The semantic field of reversion and inversion recurs so extensively in Barbary captivity studies that it almost became a trope worth studying in itself. The captivity narrative and the scholarship it generated have followed the Orientalist tradition in constructing Barbary as a distorted mirror, offering a reflection and reversion of the democratically inclined Early American Republic. In the present essay, I have shifted the focus from Barbary’s Otherness to its Sameness, casting it as space of surprising recognition and confusion. Parallel to a vocabulary of opposition, entering the space of Barbary animates a destabilizing language of identification with Otherness that translates into Martin’s oscillations, Tyler’s ambiguous phrasings, and above all, the semantics of stupor and wonder that emerge from the debris of fallen prejudice. Even when approaching it in chains, Algiers “appears beautiful at a distance.”
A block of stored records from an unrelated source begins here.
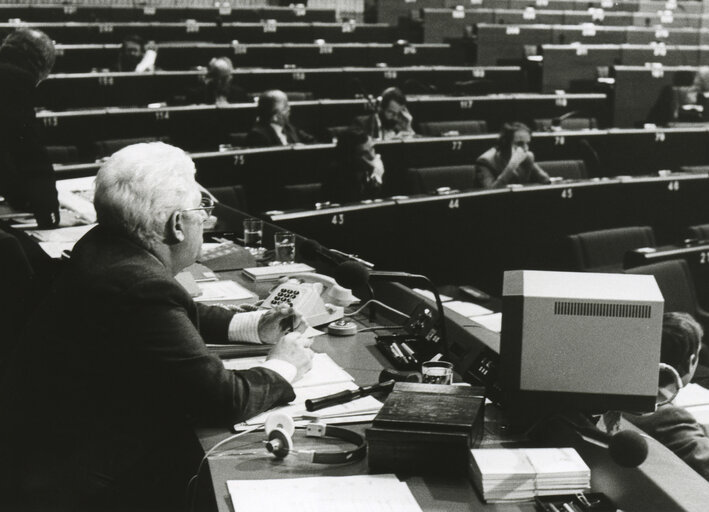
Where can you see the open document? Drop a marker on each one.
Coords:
(324, 378)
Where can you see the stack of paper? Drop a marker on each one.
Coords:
(373, 493)
(503, 474)
(324, 378)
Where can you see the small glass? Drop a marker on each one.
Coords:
(437, 372)
(253, 234)
(284, 245)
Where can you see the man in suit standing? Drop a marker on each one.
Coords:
(273, 126)
(114, 375)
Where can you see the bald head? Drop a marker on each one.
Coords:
(31, 50)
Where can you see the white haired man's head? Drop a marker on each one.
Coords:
(139, 187)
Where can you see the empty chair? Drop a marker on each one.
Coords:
(605, 250)
(428, 179)
(445, 128)
(302, 196)
(107, 147)
(570, 123)
(698, 232)
(676, 283)
(233, 196)
(567, 169)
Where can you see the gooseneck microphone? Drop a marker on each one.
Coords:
(352, 274)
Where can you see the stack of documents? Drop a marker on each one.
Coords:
(504, 475)
(373, 493)
(324, 378)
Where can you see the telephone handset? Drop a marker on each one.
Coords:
(317, 297)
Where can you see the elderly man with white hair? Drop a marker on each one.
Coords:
(104, 395)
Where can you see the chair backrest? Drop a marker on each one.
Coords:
(567, 169)
(443, 128)
(233, 195)
(675, 282)
(700, 232)
(428, 179)
(570, 123)
(303, 195)
(108, 147)
(605, 250)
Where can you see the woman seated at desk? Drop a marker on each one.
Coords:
(510, 161)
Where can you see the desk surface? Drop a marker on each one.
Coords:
(662, 483)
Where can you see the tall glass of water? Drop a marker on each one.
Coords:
(253, 234)
(284, 245)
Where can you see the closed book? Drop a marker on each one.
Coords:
(426, 429)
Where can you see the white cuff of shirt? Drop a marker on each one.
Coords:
(244, 327)
(282, 368)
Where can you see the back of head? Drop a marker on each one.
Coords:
(268, 104)
(681, 338)
(507, 134)
(140, 186)
(392, 94)
(347, 143)
(31, 50)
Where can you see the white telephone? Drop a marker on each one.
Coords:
(317, 297)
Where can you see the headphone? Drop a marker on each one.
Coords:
(279, 431)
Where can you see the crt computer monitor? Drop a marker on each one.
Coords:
(579, 342)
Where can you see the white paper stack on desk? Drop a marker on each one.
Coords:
(518, 474)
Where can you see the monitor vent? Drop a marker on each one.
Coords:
(601, 309)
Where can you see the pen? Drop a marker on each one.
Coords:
(346, 396)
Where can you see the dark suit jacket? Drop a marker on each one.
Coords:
(264, 135)
(114, 376)
(26, 175)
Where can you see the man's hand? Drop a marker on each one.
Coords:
(294, 349)
(278, 322)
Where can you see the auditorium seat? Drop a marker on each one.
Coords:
(104, 148)
(570, 123)
(428, 179)
(444, 128)
(233, 196)
(567, 169)
(699, 232)
(302, 195)
(676, 283)
(604, 250)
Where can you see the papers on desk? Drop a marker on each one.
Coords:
(325, 378)
(373, 493)
(516, 474)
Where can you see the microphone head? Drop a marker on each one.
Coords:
(351, 274)
(628, 449)
(310, 249)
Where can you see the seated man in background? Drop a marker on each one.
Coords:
(219, 87)
(674, 426)
(115, 372)
(392, 119)
(357, 172)
(27, 177)
(137, 55)
(273, 126)
(510, 161)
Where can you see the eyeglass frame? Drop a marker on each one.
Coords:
(206, 208)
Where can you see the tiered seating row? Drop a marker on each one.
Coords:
(69, 91)
(203, 128)
(184, 56)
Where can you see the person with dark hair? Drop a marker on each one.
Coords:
(273, 126)
(136, 55)
(671, 425)
(27, 178)
(357, 172)
(510, 161)
(392, 119)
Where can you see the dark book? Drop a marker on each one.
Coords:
(426, 429)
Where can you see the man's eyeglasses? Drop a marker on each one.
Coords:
(206, 205)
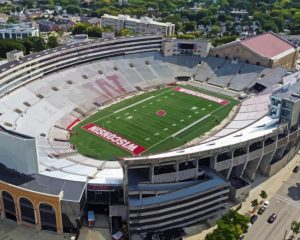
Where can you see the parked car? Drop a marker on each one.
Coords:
(266, 204)
(253, 218)
(248, 225)
(261, 210)
(272, 218)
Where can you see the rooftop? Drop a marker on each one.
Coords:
(267, 45)
(71, 190)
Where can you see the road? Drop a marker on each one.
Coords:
(286, 204)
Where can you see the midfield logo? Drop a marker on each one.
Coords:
(161, 113)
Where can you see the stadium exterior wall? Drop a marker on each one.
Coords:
(18, 152)
(202, 185)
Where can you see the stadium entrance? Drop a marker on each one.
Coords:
(9, 206)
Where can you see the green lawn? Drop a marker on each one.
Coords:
(136, 119)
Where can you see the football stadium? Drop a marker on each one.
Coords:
(152, 144)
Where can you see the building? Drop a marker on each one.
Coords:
(150, 194)
(144, 25)
(47, 26)
(123, 2)
(174, 46)
(14, 55)
(268, 49)
(18, 31)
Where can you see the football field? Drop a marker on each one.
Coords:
(149, 123)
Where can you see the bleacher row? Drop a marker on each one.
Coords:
(46, 108)
(250, 111)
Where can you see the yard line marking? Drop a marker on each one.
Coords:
(129, 106)
(293, 181)
(188, 126)
(136, 103)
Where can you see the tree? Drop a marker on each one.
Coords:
(11, 20)
(215, 29)
(52, 42)
(229, 227)
(94, 32)
(295, 227)
(254, 203)
(80, 28)
(189, 26)
(263, 194)
(125, 32)
(7, 45)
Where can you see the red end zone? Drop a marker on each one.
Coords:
(202, 95)
(114, 138)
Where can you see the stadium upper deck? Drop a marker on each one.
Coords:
(46, 93)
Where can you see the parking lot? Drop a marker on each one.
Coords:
(286, 204)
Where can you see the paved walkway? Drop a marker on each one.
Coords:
(9, 230)
(270, 185)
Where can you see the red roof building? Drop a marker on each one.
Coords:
(268, 49)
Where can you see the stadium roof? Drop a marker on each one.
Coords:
(267, 45)
(72, 190)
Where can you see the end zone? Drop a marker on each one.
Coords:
(114, 138)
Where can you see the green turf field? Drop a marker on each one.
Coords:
(183, 118)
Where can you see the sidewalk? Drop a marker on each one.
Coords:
(270, 185)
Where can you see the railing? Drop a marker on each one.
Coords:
(293, 136)
(240, 159)
(270, 148)
(282, 141)
(255, 154)
(186, 174)
(223, 165)
(164, 178)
 In the seventeenth and eighteenth centuries, privateers from the independent kingdom of Morocco and the Ottoman-affiliated territories of Tunis, Tripoli, and Algiers attacked European and North American trader ships and harvested captives. John Blasingame estimated that between five hundred thousand and one million white slaves were held in North Africa (in Baepler 219). The United States fought two ‘Barbary Wars’ over captives and the right to sail undisturbed, one with Tripoli in 1801–1805 and one with Algiers in 1815–1816. While some of the captives were returned to their home countries after costly negotiations, other decided to “cross over” (Colley 173), convert to Islam and remain with their captors.
 On tropes of reflection and reversion, see, for example, Berman 14-16 or Brandt 162-163.
 See also Brandt 163 and Larkin 501. Cf. Berman 4.
 In 2000, Colley lamented the scarcity of studies on renegades: “no historian has explored captives and renegades from these societies as a means of investigating issues of identity and imperial vulnerability” (173). On Barbary renegades see also Sayre, “Renegades from Barbary” and Edwards, “Disorienting Captivity.”
 On Algiers “as a space of racial and cultural ambiguity” (168) see also Brandt 162, 165 and 168.
 Cf. Bouânani, “Propaganda for Empire,” esp. 401.